4 temi della notte NBA: la terrificante nuova mascotte dei Pelicans, la sfortuna dei Knicks

LA DIFESA DEI WARRIORS – Con Andrew Bogut tornato in campo, la difesa dei Warriors è salita immediatamente di colpi ed è stata fondamentale nella vittoria di Detroit. Anche se l’australiano non ha avuto un impatto indimenticabile, Golden State con lui sul parquet è pur sempre la terza squadra per efficienza difensiva. Ed infatti proprio nella loro metà campo i Warriors nell’ultimo quarto hanno costruito il parziale decisivo e dal -2 sono arrivati ad imporsi per 104-96. Jermaine O’Neal è partito in quintetto al posto di David Lee ed ha continuato la sua recente rinascita, mettendo a referto una doppia-doppia da 16 punti e 10 rimbalzi. Naturalmente Steph Curry e Klay Thompson sono stati fondamentali nell’ultimo quarto con 12 punti in due, la costante nelle ultime quattro vittorie consecutive è stata la difesa, che dovrà essere un fattore anche nelle prossime 5 trasferte ostiche che attendono i Warriors.

NEW YORK, NON È LA TUA STAGIONE – Al di là di tutti i problemi tecnici, tattici, caratteriali e chi più ne ha più ne metta, è chiaro che questo non è proprio l’anno dei Knicks. Ed è diventato del tutto palese quando stanotte Dirk Nowitzki ha infilato il buzzer-beater della vittoria grazie al clamoroso aiuto del ferro. Ovviamente le terribili mosse di mercato fatte in estate non hanno aiutato, così come l’apparente incapacità di coach Woodson di tenere ben salde in mano le redini della squadra, di gestire le rotazioni e di inculcare almeno i concetti base della difesa. Ma stanotte i Knicks sono stati veramente sfortunati, perché il tiro di Dirk sembrava destinato a finir fuori. Per Carmelo Anthony è stata l’ennesima notte frustrante: ha segnato 44 punti ed ha marcato nel migliore dei modi Nowitzki nell’ultima azione, eppure non è riuscito a vincere la partita.

QUANT’È DURA GIOCARE AD OVEST! – I Celtics sono caduti ad Utah per 110-98, con i Jazz che hanno tirato con il 55% dal campo e mandato in doppia cifra ben 6 giocatori. Boston, invece, è sembrata stanca e prive di idee, insomma si vedeva che era alla fine di quattro partite consecutive ad Ovest. Con questa sconfitta, adesso i verdi hanno un record di 0-13 in trasferta contro le squadre dell’altra Conference. Tornare a casa sicuramente farà bene a loro, anche se le prossime quattro partite saranno contro squadra da playoffs. E sicuramente Hawks, Pacers, Warriors e Nets non renderanno la vita facile ai Celtics, che ormai sembrano essersi rassegnati alla stagione fuori dalla post-season.

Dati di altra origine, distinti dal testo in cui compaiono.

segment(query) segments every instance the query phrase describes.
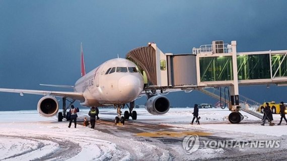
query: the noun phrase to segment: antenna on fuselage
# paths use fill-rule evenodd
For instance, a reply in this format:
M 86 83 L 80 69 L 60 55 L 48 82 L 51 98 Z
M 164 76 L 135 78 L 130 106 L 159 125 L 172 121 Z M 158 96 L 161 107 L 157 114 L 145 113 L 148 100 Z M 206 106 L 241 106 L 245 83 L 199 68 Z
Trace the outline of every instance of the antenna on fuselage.
M 83 43 L 81 43 L 81 76 L 86 75 L 85 67 L 85 59 L 84 59 L 84 51 L 83 50 Z

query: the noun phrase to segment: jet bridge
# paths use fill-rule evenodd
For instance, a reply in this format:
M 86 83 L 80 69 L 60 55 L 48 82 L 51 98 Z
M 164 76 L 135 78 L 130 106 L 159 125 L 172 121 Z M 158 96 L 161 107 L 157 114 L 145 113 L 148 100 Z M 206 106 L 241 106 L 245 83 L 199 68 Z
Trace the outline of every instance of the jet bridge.
M 213 41 L 185 54 L 164 53 L 155 43 L 129 51 L 126 58 L 137 64 L 145 77 L 145 90 L 178 89 L 186 92 L 206 87 L 229 87 L 232 112 L 229 121 L 239 123 L 238 86 L 287 86 L 287 50 L 237 52 L 231 44 Z

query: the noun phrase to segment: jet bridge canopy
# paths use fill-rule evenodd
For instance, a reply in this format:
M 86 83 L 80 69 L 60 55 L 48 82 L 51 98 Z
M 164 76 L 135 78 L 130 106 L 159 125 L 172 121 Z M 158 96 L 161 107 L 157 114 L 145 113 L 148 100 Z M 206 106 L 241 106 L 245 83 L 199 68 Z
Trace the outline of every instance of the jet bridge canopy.
M 126 57 L 137 65 L 144 76 L 146 74 L 148 86 L 197 85 L 196 55 L 164 54 L 152 43 L 130 51 Z

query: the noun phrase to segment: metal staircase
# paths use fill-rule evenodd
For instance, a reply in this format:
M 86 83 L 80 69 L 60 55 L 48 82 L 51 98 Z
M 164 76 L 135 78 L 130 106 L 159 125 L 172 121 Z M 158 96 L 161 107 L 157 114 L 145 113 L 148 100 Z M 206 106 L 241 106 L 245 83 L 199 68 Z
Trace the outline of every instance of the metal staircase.
M 205 90 L 205 89 L 199 89 L 199 91 L 201 92 L 202 93 L 207 95 L 209 96 L 211 96 L 215 99 L 218 99 L 219 100 L 221 100 L 221 97 L 220 96 L 220 91 L 218 90 L 217 90 L 217 89 L 216 88 L 213 88 L 213 89 L 213 89 L 213 92 L 210 92 L 208 90 Z M 219 93 L 219 95 L 217 93 Z M 222 93 L 222 96 L 224 96 L 224 93 Z M 229 100 L 228 100 L 228 97 L 229 96 L 227 96 L 227 99 L 225 99 L 224 98 L 224 99 L 222 99 L 222 101 L 225 102 L 227 104 L 229 103 Z M 258 102 L 257 102 L 254 100 L 252 100 L 251 99 L 250 99 L 246 97 L 244 97 L 242 95 L 240 95 L 240 98 L 243 98 L 244 100 L 240 99 L 239 100 L 239 102 L 241 103 L 244 103 L 244 104 L 246 104 L 247 105 L 249 105 L 249 107 L 253 107 L 253 110 L 250 110 L 249 109 L 242 109 L 242 110 L 251 115 L 253 116 L 254 116 L 256 117 L 258 117 L 261 119 L 263 119 L 263 116 L 257 112 L 256 112 L 255 111 L 256 110 L 256 109 L 257 107 L 258 107 L 260 104 Z

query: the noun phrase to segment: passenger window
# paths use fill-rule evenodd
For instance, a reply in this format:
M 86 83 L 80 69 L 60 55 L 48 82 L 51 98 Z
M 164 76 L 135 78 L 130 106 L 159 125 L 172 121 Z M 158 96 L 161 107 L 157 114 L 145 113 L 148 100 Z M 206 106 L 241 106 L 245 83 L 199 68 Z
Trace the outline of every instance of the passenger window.
M 161 70 L 165 70 L 166 69 L 166 61 L 164 60 L 161 60 Z
M 137 72 L 137 70 L 135 67 L 128 67 L 128 69 L 129 72 Z
M 127 72 L 127 68 L 126 67 L 117 67 L 117 72 Z
M 109 72 L 110 72 L 110 70 L 111 70 L 111 68 L 112 68 L 111 67 L 109 68 L 108 69 L 108 70 L 107 70 L 107 72 L 106 72 L 105 74 L 107 74 L 109 73 Z
M 116 67 L 114 67 L 111 69 L 111 71 L 110 71 L 110 72 L 109 73 L 109 74 L 112 73 L 113 72 L 115 72 L 115 71 L 116 71 Z

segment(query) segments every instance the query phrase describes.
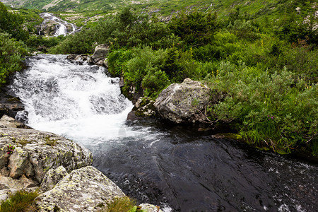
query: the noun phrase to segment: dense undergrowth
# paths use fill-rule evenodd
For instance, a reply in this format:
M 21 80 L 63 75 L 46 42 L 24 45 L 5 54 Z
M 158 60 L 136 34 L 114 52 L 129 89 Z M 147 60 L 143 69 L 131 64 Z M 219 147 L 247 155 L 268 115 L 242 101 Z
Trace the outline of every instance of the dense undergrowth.
M 37 192 L 28 192 L 23 190 L 18 191 L 9 195 L 6 201 L 0 203 L 1 212 L 38 211 L 34 204 L 34 200 L 39 194 Z
M 251 13 L 237 6 L 222 18 L 211 11 L 183 12 L 167 23 L 126 8 L 63 40 L 45 40 L 53 54 L 93 53 L 97 45 L 109 45 L 109 72 L 124 77 L 127 95 L 134 88 L 155 98 L 171 83 L 201 81 L 212 90 L 207 122 L 227 123 L 259 147 L 317 156 L 315 4 L 279 2 L 271 1 L 275 10 Z M 30 39 L 29 47 L 44 43 L 35 37 L 25 43 Z

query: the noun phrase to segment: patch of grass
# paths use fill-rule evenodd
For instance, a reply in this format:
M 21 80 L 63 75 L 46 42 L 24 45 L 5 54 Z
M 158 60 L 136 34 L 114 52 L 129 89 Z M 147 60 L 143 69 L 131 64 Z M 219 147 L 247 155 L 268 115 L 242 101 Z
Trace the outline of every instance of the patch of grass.
M 115 198 L 106 207 L 100 210 L 100 212 L 122 212 L 130 211 L 136 204 L 136 201 L 128 196 Z
M 47 136 L 45 138 L 45 141 L 46 145 L 49 145 L 51 146 L 54 146 L 57 144 L 57 139 L 52 139 L 49 136 Z
M 37 192 L 27 192 L 18 191 L 11 194 L 6 201 L 1 202 L 0 211 L 18 212 L 18 211 L 37 211 L 33 204 L 35 199 L 39 194 Z

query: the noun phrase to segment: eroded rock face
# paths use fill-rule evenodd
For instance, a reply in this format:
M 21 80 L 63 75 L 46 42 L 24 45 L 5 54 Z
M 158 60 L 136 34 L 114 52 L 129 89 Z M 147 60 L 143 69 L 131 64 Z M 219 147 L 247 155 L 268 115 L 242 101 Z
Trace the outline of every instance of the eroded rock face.
M 53 189 L 67 175 L 66 170 L 63 166 L 59 166 L 56 169 L 50 169 L 43 177 L 40 186 L 41 190 L 47 192 Z
M 163 118 L 175 123 L 201 122 L 200 112 L 209 102 L 210 89 L 199 81 L 186 78 L 163 90 L 153 105 Z
M 51 168 L 62 165 L 70 172 L 92 163 L 88 150 L 62 136 L 33 129 L 0 129 L 4 176 L 18 179 L 24 175 L 40 184 Z
M 101 172 L 88 166 L 72 171 L 35 201 L 40 211 L 97 211 L 115 197 L 124 196 Z
M 131 111 L 128 114 L 127 120 L 136 120 L 143 118 L 155 117 L 155 108 L 153 106 L 155 101 L 150 98 L 141 97 L 135 104 Z

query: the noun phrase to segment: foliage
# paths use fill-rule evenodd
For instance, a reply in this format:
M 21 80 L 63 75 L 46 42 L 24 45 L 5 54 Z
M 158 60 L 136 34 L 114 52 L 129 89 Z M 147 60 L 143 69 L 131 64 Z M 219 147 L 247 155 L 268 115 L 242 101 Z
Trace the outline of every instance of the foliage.
M 33 204 L 38 196 L 37 192 L 18 191 L 11 194 L 6 201 L 1 201 L 0 211 L 1 212 L 37 211 Z
M 211 88 L 227 94 L 223 102 L 211 106 L 213 119 L 230 122 L 250 143 L 274 151 L 290 152 L 317 136 L 318 86 L 295 80 L 288 71 L 279 74 L 220 64 Z
M 165 71 L 148 64 L 146 67 L 148 73 L 143 77 L 141 86 L 144 96 L 157 97 L 167 85 L 170 84 L 169 78 Z
M 27 54 L 25 48 L 22 42 L 0 33 L 0 86 L 6 83 L 9 74 L 22 69 L 23 57 Z
M 167 27 L 187 45 L 203 45 L 211 41 L 213 35 L 218 30 L 216 13 L 182 13 L 172 18 Z
M 135 206 L 136 201 L 131 199 L 128 196 L 115 198 L 112 201 L 107 204 L 100 212 L 146 212 L 146 210 L 141 210 L 139 207 Z
M 23 19 L 18 14 L 8 11 L 4 4 L 0 2 L 0 33 L 7 33 L 18 40 L 25 40 L 28 33 L 23 30 Z

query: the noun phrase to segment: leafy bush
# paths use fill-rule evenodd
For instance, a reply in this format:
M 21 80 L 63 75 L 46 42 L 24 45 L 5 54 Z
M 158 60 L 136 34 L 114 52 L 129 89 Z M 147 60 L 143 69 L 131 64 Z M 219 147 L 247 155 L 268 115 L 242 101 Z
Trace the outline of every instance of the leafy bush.
M 198 11 L 178 14 L 168 23 L 167 27 L 192 47 L 209 43 L 218 28 L 216 13 L 204 14 Z
M 165 71 L 148 64 L 146 68 L 148 73 L 141 82 L 143 95 L 156 98 L 165 86 L 170 84 L 170 80 Z
M 6 201 L 1 201 L 0 211 L 1 212 L 37 211 L 33 204 L 37 196 L 37 192 L 18 191 L 14 194 L 11 194 Z
M 124 64 L 123 69 L 125 81 L 124 91 L 127 92 L 131 86 L 138 90 L 143 77 L 148 73 L 149 67 L 160 69 L 165 55 L 165 51 L 153 51 L 149 47 L 133 49 L 131 59 Z
M 118 49 L 108 55 L 108 71 L 114 77 L 122 76 L 124 73 L 124 63 L 131 59 L 131 51 Z
M 4 4 L 0 2 L 0 33 L 7 33 L 18 40 L 26 40 L 29 33 L 24 30 L 23 18 L 8 12 Z
M 27 55 L 25 45 L 7 33 L 0 33 L 0 86 L 8 76 L 23 67 L 23 56 Z
M 221 63 L 220 75 L 211 78 L 213 89 L 227 94 L 211 105 L 215 119 L 230 122 L 250 143 L 290 152 L 310 145 L 318 130 L 318 86 L 293 73 L 263 72 L 230 63 Z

NEW ORLEANS E LE MASCOTTE – Dopo che il terrificante Pierre ha avuto bisogno di un intervento chirurgico per far tranquillizzare i tifosi, i Pelicans hanno sfornato una nuova mascotte abbastanza raccapricciante. Eppure non è così difficile capire il senso di una mascotte: basta scegliere un animale, mettergli una maglia addosso ed un nome. Poi magari si possono aggiungere un paio di occhiali da sole e qualche oggetto simpatico. Ed invece New Orleans ha partorito questo “King Cake bebé” che, se possibile, è anche più terrificante di Pierre. Creare una mascotte gigante con un bambino dal sorriso inquietante, con gli occhi che ti seguono ovunque ed una corona in testa non è proprio il massimo. In tutto questo, i Pelicans hanno perso per 123-110 contro i Clippers, nonostante i 26 punti e 11 rimbalzi di Anthony Davis.